The U.S. has even more positives in its corner, Sacks said, thanks to its role in global GDP growth. The U.S. performance is accelerating, while powerhouses such as China are slowing.
“The U.S. is showing real signs of strength,” he said. “Even with the world crumbling down around us, the U.S. is not giving up, the economy is holding its own, and we believe it’ll be driving global growth for the year.”
In addition to the gathering force of consumer spending, Sacks said other contributing factors are improving labor market conditions and wage growth.
To put U.S. economic growth in perspective, Sacks described it like this: “We expect things to accelerate through the second half of this year. Consumer spending is driving, in the front seat. Housing is in the back seat.
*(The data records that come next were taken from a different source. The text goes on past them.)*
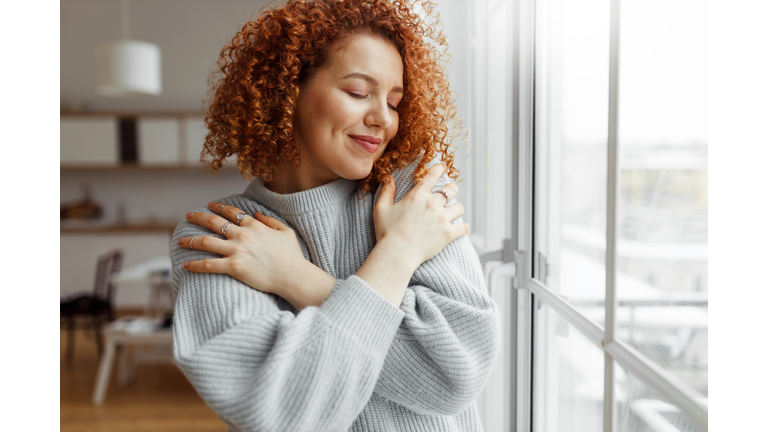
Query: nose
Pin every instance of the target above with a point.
(379, 115)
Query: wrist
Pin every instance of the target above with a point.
(307, 285)
(398, 254)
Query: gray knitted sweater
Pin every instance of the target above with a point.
(357, 362)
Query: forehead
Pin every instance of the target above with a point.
(370, 55)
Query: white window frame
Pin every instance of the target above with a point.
(531, 290)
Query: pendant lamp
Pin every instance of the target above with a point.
(128, 67)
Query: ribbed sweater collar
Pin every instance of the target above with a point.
(301, 202)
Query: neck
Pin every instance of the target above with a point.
(292, 180)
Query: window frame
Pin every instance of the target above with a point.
(530, 290)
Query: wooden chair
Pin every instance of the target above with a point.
(95, 309)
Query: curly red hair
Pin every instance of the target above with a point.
(252, 113)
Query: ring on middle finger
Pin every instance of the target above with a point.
(225, 228)
(445, 194)
(240, 217)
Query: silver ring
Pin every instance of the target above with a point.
(225, 228)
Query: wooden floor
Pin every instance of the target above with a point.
(159, 399)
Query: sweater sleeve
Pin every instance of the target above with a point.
(263, 369)
(444, 350)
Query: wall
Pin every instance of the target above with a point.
(148, 195)
(165, 195)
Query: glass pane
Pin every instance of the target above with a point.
(662, 260)
(571, 133)
(568, 377)
(640, 409)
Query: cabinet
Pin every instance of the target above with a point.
(160, 140)
(89, 141)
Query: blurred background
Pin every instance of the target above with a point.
(130, 171)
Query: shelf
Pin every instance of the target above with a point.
(77, 227)
(165, 167)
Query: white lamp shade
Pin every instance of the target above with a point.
(128, 67)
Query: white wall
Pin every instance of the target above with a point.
(166, 195)
(162, 195)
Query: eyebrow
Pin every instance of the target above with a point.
(371, 80)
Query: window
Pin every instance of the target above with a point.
(607, 192)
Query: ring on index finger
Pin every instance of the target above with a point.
(225, 228)
(240, 217)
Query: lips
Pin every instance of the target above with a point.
(369, 143)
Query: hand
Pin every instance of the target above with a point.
(261, 252)
(419, 226)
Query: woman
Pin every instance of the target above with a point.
(314, 306)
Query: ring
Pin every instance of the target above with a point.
(240, 217)
(445, 194)
(225, 228)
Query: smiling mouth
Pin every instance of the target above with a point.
(368, 143)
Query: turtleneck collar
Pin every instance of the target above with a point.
(304, 201)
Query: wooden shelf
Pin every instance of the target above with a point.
(133, 228)
(164, 167)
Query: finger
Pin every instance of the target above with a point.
(387, 193)
(213, 222)
(451, 189)
(206, 243)
(454, 212)
(232, 213)
(214, 265)
(433, 175)
(270, 221)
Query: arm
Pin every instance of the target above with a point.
(444, 350)
(264, 369)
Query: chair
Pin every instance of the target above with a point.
(92, 309)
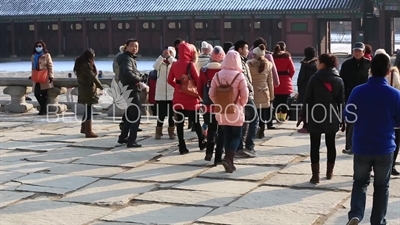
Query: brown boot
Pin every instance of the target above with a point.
(315, 170)
(329, 170)
(171, 133)
(227, 162)
(158, 134)
(88, 130)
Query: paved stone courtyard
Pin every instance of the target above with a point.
(52, 175)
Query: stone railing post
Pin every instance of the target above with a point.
(18, 103)
(52, 100)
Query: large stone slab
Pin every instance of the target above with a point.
(160, 173)
(303, 181)
(241, 216)
(227, 186)
(25, 166)
(265, 159)
(63, 155)
(158, 214)
(49, 183)
(44, 211)
(291, 200)
(6, 176)
(32, 146)
(109, 192)
(8, 197)
(200, 198)
(243, 172)
(392, 215)
(123, 158)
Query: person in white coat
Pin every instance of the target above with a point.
(164, 92)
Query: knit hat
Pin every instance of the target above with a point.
(259, 51)
(218, 54)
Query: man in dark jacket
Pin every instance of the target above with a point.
(129, 76)
(354, 72)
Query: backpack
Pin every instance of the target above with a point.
(224, 99)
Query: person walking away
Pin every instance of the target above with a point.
(251, 125)
(322, 111)
(354, 72)
(373, 140)
(86, 73)
(230, 77)
(206, 75)
(41, 60)
(130, 76)
(394, 81)
(164, 93)
(285, 67)
(261, 74)
(308, 67)
(183, 104)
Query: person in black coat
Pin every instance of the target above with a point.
(322, 111)
(307, 69)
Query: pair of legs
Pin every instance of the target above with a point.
(41, 97)
(232, 138)
(315, 140)
(180, 120)
(362, 166)
(131, 125)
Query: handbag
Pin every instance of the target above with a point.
(187, 85)
(40, 76)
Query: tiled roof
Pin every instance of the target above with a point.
(34, 8)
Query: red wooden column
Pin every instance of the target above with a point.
(221, 30)
(110, 41)
(13, 55)
(60, 38)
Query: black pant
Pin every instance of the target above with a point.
(132, 119)
(180, 121)
(315, 139)
(281, 101)
(41, 97)
(164, 108)
(397, 140)
(88, 114)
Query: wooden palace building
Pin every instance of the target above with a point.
(70, 26)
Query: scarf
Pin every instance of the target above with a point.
(36, 60)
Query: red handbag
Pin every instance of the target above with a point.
(40, 76)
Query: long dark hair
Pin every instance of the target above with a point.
(86, 57)
(43, 45)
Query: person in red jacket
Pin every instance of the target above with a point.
(183, 104)
(206, 75)
(285, 67)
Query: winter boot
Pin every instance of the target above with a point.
(171, 133)
(227, 162)
(315, 171)
(159, 133)
(329, 170)
(209, 151)
(88, 130)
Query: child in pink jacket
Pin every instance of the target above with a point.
(231, 123)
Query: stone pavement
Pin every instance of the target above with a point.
(52, 175)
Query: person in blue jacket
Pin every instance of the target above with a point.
(374, 109)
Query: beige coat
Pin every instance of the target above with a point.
(262, 83)
(45, 62)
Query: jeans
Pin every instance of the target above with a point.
(362, 166)
(252, 119)
(232, 137)
(132, 119)
(349, 136)
(164, 109)
(315, 140)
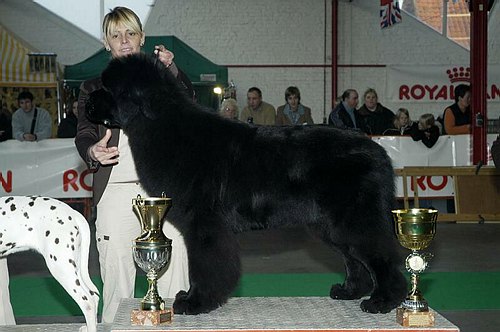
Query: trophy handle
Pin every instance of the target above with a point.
(136, 207)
Investment is in the trunk, and trade is being pulled behind everything in a trailer.”
Stephen Hennis, director of STR Analytics, sister company of HHN, shared the overall industry perspective, echoing Sacks’ optimism.
“Trends are going uphill in every key metric,” he said. “We’re at record levels of every metric and continuing to grow.”
In the U.S., June saw the highest occupancy levels ever (73.1%), the highest room demand ever (109 million rooms) and the highest annualized occupancy (65.2%), all according to STR.
Breaking those numbers down, Hennis looked in particular at group and transient demand levels.
“Compared to the prior peak, transient is well ahead, yet group demand just got back to prior peak levels last October and it’s still growing. So maybe group demand isn’t as far behind as we think,” he said.
Looking at demand broken down by markets, he pointed out that 49 of the submarkets STR tracks in the U.S. are at record high occupancies right now, despite supply added to the inventory over the past several cycles.
Supply remains negligible, he said, since “we’re still so far below where we were at the prior peak of the cycle.”
On the average-daily-rate side, Hennis said inflation-adjusted ADR is still behind pace compared to growth coming out of the past cycle. However, he said that “now more than 82% of properties in the U.S. are seeing ADR increases. That’s pretty comparable to what we saw in the middle of the last cycle, around 2005 to 2007.”
Moreover, he said now 44% of U.S. hotels are increasing their rates by more than 5%.